The community center option and the moving town hall option drew some concerns from residents because of the unknowns. Those options come with rough cost estimates that could possibly increase as time goes on or be reduced if the town acquired grants or tax credits. Audience members said those unknowns make selecting a public option more difficult for some.

AGC member Kathryn Hunter said she understands that concern. She said the committee did its best to measure interest in those potential uses and get an as accurate as possible cost estimate.

“I agree there has been a chicken and egg problem all the way though this process, and it costs quite a bit of money to actually flesh out and get schematics and market analysis,” she said. “So for the developer proposals that were handed to us by someone with private money, that’s done and then one the community side working within the timeframe and resources that we had available to us, we know that we don’t have a schematics and a market study; however we did explore activity and meeting space needs and possible uses in a building of this size and we are going with the best we have.”

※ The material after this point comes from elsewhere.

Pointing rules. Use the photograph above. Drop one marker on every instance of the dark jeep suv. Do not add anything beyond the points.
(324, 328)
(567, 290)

The presentation will be made available to the public on the Town of Madison website. Longtime resident Jack Davis, founder of the Grove School and infamous Academy comedian after his suggestion at the Feb. 2018 Academy meeting that the building be torn down and the land be used as a park, complete with a monument to Daniel Hand and a bathroom that had the audience roaring with laughter, said folks need to step back and digest all of this information. He said people need to think about the options and understand that the poll isn’t the final say.

“I listened tonight and I am thrilled and so overwhelmed by the good questions,” he said. “Maybe I’m not so smart because I haven’t been able to digest all of these things that have been thrown at me tonight even though my son is on the committee… lets consider this just one step in the process. Lets get this survey done and get some people involved and have another meeting or two or three or whatever it takes. It’s not going to change overnight.”

The Poll

The public poll, to be conducted by GreatBlue Research, begins Monday, Nov. 26 and consists of a phone poll and an online survey. GreatBlue has amassed 10,000 phone numbers for Madison residents – landlines and cell phones – and will call until it gets 400 responses for a statistically significant result.

Earlier in the year, members of the public made it clear that some who don’t get a phone call will feel left out so there is also an online option. Up to 2,000 residents can take the online survey, which is the same as the phone poll, and GreatBlue will consider the data from both options independently and collectively. If a resident gets a phone call, they are asked to not fill out the online survey.

Hunter said for both the phone component and online version, there will be a preamble explaining what the poll is about and give residents information on the options. She said it would help if residents are familiar with the issue when they take the poll, but they don’t have to be experts.

“For all seven options, it will be do you support or oppose, moderately or strongly, and once you have gotten through all seven it will be select one you would support at referendum to try to narrow this and put it on the public to really make a choice,” she said.

Phone polling will last the week of Nov. 26 and pollsters will call between the hours of 8 a.m. and 8 p.m. during the week and 9 a.m. to 1 p.m. on Saturday. All calls will be identified as “GreatBlue” or “860-740-4000” or “-4005, -4006 or -4007”.

The online survey will be live for two weeks and residents can find the link on the town website starting Monday, Nov. 26. Once polling is complete, GreatBlue will deliver a report to the committee and the BOS in January. AGC will then make a recommendation to the BOS and then the BOS what question might appear before the public at referendum.

Griggs encouraged residents to participate in the survey because this poll is the next step toward finally doing something for Academy.

“This wont answer all of our questions for all of time but if it gives us a little direction, then it will be worth the effort,” he said.